While type 1 diabetes cannot be prevented, making healthy lifestyle choices may significantly reduce the risk of developing prediabetes, type 2 diabetes, and gestational diabetes:

  • Maintain a Healthy Weight: Shedding excess pounds, even a modest 7% of your body weight, might significantly lower the risk of diabetes. For instance, if you weigh 200 pounds (90.7 kilograms), losing 14 pounds (6.4 kilograms) may decrease your diabetes risk (47). However, it’s crucial not to attempt weight loss during pregnancy. Consult your healthcare provider to determine a healthy weight gain range for your pregnancy (48).
  • Choose Nutritious Foods: Opt for foods that are low in fat and calories while being high in fiber. Prioritize a diet rich in fruits, vegetables, and whole grains. Variety in your food choices may help keep your meals interesting and satisfying (49).
  • Stay Active: Aim for at least 30 minutes of moderate aerobic activity most days of the week. Alternatively, strive for a total of 150 minutes of moderate aerobic activity weekly. Activities like brisk walking may easily fit into your daily routine. If finding time for a single long workout is challenging, break it down into smaller sessions spread throughout the day (50).
  • Adopt Sustainable Habits: Focus on making long-term adjustments to your eating and exercise routines to keep your weight within a healthy range. Recognize the numerous benefits of weight loss, such as a healthier heart, increased energy levels, and enhanced self-esteem (51).
  • Consider Medical Options: In some cases, medications may be recommended. Oral diabetes medications like metformin (sold under various brand names such as Glumetza, Fortamet, etc.) could help lower the risk of developing type 2 diabetes (52).

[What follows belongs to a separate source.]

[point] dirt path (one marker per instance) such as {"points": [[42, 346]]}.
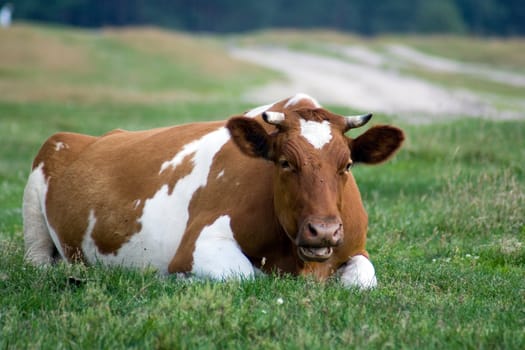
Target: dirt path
{"points": [[365, 85]]}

Nonetheless, prioritizing healthy lifestyle choices remains paramount. If you have prediabetes, ensure you undergo blood sugar checks at least annually to monitor for any progression to type 2 diabetes.

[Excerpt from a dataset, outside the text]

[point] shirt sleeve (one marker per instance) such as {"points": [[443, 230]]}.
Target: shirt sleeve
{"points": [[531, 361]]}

In conclusion, diabetes is a complex but manageable condition that affects millions of people worldwide. By adopting healthy lifestyle habits, such as regular exercise, a balanced diet, monitoring blood sugar levels, and following prescribed treatment plans, individuals with diabetes might effectively manage their condition. Additionally, with continued research and advancements in medical technology, there is hope for improved treatments and ultimately, a better quality of life for those living with diabetes. Remember, knowledge is power when it comes to managing diabetes, and with the right tools and support, individuals may lead fulfilling lives despite their diagnosis.